Une liste survivante des déboursés du palais pour une visite dans une ville voisine indique un niveau de vie raisonnable : un huppû collecté un shekel; le deuxième commandant deux ; et la tête cinq.

(Pour la perspective, un seul shekel d’argent a acheté 300 kg d’orge.)

Bobine d’argent de l’ancien Irak. L’argent était coupé de la bobine, pesé en shekels et utilisé comme une sorte d’argent.
Institut oriental, Université de Chicago

La tête huppû était un rôle particulièrement privilégié. Piradi avait un accès direct à l’oreille du roi et il attirait des cadeaux extravagants, notamment des vêtements de «première qualité», des armes en argent et du vin.
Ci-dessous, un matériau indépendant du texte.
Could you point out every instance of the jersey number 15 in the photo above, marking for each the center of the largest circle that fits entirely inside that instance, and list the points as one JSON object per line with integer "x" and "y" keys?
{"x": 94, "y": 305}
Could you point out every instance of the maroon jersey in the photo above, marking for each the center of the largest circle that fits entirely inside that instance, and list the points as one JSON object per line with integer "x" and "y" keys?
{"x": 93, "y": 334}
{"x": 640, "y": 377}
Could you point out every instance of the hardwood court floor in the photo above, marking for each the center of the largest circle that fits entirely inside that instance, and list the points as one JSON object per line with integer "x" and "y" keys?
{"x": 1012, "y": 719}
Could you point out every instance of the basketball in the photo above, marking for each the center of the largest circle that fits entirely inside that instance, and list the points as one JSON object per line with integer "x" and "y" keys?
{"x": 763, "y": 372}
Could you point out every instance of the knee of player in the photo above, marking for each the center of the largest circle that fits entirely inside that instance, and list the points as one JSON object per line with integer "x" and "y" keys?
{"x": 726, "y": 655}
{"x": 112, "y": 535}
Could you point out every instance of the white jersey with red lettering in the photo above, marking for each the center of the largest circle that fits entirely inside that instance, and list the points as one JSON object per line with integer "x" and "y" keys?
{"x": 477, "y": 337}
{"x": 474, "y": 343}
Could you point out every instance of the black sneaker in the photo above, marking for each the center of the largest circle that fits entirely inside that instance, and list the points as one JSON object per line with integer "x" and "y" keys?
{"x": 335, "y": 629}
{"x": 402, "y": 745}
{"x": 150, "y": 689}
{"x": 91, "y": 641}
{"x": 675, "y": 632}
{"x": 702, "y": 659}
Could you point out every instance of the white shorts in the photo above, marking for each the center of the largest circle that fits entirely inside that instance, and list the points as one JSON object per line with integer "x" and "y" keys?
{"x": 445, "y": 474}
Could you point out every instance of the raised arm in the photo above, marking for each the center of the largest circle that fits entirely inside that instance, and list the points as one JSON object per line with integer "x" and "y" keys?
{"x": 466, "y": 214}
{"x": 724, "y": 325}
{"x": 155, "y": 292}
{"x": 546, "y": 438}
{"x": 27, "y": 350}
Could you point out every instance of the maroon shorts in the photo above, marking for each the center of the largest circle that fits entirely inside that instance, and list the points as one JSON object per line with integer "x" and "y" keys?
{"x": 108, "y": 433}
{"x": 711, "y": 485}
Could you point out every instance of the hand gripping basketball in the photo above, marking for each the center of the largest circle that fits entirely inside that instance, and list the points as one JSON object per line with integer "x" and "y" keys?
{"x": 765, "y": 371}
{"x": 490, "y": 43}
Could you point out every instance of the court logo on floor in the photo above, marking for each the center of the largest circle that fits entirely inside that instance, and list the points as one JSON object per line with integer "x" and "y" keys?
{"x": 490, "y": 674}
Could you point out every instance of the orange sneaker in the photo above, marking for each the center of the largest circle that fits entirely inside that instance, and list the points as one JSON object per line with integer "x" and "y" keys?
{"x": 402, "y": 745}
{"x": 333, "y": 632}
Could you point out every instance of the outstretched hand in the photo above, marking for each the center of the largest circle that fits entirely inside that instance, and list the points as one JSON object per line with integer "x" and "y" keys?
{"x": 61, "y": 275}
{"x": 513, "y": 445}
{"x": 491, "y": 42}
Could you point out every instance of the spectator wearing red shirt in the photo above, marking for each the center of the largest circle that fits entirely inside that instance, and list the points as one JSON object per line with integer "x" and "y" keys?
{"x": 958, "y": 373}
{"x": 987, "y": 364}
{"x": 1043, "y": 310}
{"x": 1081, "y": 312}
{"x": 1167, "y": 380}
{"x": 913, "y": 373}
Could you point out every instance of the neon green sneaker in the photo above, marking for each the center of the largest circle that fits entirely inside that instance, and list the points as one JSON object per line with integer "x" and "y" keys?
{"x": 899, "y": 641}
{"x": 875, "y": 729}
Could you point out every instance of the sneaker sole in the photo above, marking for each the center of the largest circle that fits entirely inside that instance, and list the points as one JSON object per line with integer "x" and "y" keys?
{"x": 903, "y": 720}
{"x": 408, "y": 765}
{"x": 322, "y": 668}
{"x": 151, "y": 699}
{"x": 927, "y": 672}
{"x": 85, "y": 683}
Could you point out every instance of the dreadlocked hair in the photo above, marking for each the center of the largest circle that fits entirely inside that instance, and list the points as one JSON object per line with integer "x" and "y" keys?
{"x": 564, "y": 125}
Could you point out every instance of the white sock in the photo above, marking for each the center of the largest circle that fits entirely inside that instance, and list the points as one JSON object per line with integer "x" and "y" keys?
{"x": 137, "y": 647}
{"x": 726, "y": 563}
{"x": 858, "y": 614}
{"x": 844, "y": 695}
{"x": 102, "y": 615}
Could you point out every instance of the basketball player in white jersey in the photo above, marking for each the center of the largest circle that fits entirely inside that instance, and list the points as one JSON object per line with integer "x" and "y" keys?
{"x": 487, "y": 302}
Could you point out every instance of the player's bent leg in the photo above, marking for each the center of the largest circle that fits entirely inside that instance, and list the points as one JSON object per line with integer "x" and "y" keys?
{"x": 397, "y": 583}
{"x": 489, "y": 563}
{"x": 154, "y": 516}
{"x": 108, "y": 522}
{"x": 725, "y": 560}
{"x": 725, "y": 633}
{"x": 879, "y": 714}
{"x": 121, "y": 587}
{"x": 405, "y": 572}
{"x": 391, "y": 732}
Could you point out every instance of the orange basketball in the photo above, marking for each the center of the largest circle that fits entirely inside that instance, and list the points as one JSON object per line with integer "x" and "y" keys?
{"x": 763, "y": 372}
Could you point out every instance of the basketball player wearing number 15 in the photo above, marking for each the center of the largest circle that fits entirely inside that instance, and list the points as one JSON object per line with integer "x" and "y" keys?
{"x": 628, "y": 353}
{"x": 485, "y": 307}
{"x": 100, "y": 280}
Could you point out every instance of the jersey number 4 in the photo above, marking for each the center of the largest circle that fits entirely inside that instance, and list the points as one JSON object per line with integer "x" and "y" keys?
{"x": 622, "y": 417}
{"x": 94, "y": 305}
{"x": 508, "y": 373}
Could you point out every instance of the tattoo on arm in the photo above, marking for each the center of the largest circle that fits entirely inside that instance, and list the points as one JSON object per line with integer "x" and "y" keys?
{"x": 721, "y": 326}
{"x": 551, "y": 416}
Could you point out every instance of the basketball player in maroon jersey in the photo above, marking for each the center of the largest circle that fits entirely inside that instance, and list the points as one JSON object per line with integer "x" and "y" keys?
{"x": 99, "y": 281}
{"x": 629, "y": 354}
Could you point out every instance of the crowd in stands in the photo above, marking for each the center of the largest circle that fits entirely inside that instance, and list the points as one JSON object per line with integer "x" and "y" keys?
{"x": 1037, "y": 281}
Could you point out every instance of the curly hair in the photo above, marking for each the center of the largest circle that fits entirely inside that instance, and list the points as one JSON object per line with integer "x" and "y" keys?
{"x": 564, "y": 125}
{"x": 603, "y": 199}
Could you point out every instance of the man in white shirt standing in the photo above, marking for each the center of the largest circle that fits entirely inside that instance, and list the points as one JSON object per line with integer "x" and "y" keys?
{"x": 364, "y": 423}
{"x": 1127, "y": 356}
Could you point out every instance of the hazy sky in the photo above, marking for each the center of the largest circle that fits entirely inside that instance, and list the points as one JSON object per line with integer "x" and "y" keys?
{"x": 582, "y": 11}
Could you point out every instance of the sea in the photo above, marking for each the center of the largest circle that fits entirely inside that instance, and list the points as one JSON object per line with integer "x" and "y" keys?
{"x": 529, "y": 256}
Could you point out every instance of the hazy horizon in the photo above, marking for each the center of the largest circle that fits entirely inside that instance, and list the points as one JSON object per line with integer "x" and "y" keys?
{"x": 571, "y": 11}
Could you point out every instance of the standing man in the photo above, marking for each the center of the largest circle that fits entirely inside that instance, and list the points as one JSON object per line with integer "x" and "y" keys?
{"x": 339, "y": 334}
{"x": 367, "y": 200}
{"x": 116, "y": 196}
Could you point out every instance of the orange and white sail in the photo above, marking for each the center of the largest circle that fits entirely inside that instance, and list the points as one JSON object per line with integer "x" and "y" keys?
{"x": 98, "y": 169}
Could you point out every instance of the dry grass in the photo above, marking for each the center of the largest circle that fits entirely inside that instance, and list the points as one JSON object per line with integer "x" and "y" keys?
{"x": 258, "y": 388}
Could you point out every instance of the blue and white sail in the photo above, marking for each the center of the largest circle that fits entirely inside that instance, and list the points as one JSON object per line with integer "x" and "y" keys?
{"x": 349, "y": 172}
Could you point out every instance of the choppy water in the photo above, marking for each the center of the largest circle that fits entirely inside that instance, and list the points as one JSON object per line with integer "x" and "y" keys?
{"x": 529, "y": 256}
Mais chef de troupe était un poste très stressant dans un travail compétitif.

Les huppû de la ville de Mari fait face à une menace omniprésente de la concurrence extérieure, en particulier des rivaux du célèbre huppû l’école voisine de Halep (Alep moderne), et les pénuries de travail potentielles et les licenciements avec l’arrivée d’un nouveau dirigeant ciblant les coupures de financement dans les arts.

Un héritage durable

Les huppû profession s’est maintenue sous le même nom – et probablement à peu près sous la même forme – pendant plus de mille ans.

Ceci est attesté par un contrat légal signé par un particulier huppû entraîneur nommé Nanā-uzelli en 628 avant notre ère à environ 450 km de Mari à Borsippa, près de Babylone en Irak. Pour le prix de deux sicles d’argent, il entraînerait le fils d’un homme pendant deux ans et cinq mois.

La tablette de carrosse huppû de Borsippa, 628 avant notre ère.
Musée Chester Beatty, Dublin, CT103, Auteur fourni

Une preuve supplémentaire de la vaste diffusion de la huppû L’artisanat à travers le Moyen-Orient depuis sa patrie syrienne est une scène de banquet royal gravée à l’intérieur d’un bol en bronze élamite du sud-ouest de l’Iran vers 600 avant notre ère.

L’une des représentations les plus anciennes du genre, le bol présente un ensemble de musiciens se produisant en tandem avec une troupe d’acrobates qui se penchent sur le dos, se balancent sur des échasses et marchent à la main.

La prochaine fois que vous regarderez de la gymnastique ou que vous verrez des acrobates au cirque, repensez à la façon dont les humains ont poussé leur corps jusqu’aux limites depuis des milliers d’années.